The culprit is an issue known (for some reason) as “contango.” Investors in other commodities futures ETFs have been complaining about it for years, so we have a pretty good sense of how it works. I won’t get into the nitty-gritty here but the nut of it is that futures ETFs have to renew, or “roll,” their forward contracts regularly. If the longer futures price is higher than the expiring contract on the date of renewal, the fund loses that much basis. This loss is known as “contango bleed.” Here’s our deeper dive into contango risk, and an even deeper one from CenterPoint Securities.
(There is also an inverse phenomenon called “backwardation,” when the longer futures price is lower – but this seems less significant because it just gives futures ETF holders a small premium when the underlying commodity is already heading downward.)

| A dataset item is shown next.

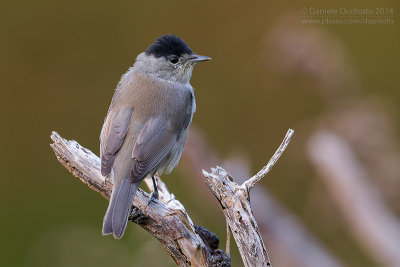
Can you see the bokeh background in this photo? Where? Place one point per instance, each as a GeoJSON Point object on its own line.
{"type": "Point", "coordinates": [332, 199]}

These contango losses can be immense in conventional commodities, and may be truly gargantuan for bitcoin. In one snapshot noted by Motley Fool, a futures-based natural gas ETF stood to lose 1.5% on a single month’s roll. In larger markets, these spreads are often arbitraged out – professional traders can use them to make money and, in doing so, close the gaps. But as laid out by Bloomberg, crypto’s dominance by retail traders makes that arbitrage less robust. The current roll cost on BTC futures is a disemboweling 17%, according to Charlie Morris of ByteTree Asset Management. He expects the ETF to underperform spot longer term by 8.4% annually, before fees.
That sounds a lot like paying a jaguar good money to rip your face off. Tyrone Ross, a crypto-focused financial advisor, says retail investors should stay away from BITO.
Simeon Hyman, a strategist at ProShares, pushed back against Morris’s analysis yesterday on CoinDesk’s “All About Bitcoin’’. Hyman instead estimates an annualized 2.5% roll cost, and rightly points out that an expanding market could shrink the bleeding further. In any conventional asset, that would still be pretty brutal, but the expectation of continued upward movement for bitcoin could still make it worth it. Investors are certainly not being put off, with BITO attracting $570 million in inflows and a record-setting $1 billion in trading volume on day 1.
According to our reporting, that inflow seems to be substantially from retail investors. While some may be wise to contango risk, I guarantee many don’t even grok the difference between a futures and spot ETF. If they only notice the distinction after five or 10 years of contango bleed, there will be some truly biblical wailing and gnashing of teeth. Whether Morris’s or Hyman’s estimate is more on target, BITO will bleed buckets over a longer timeline.
I am not one of the single-minded trolls who think all regulation simply distorts markets, but it’s hard not to see some seriously perverse dynamics embodied in what regulators have brought to fruition here.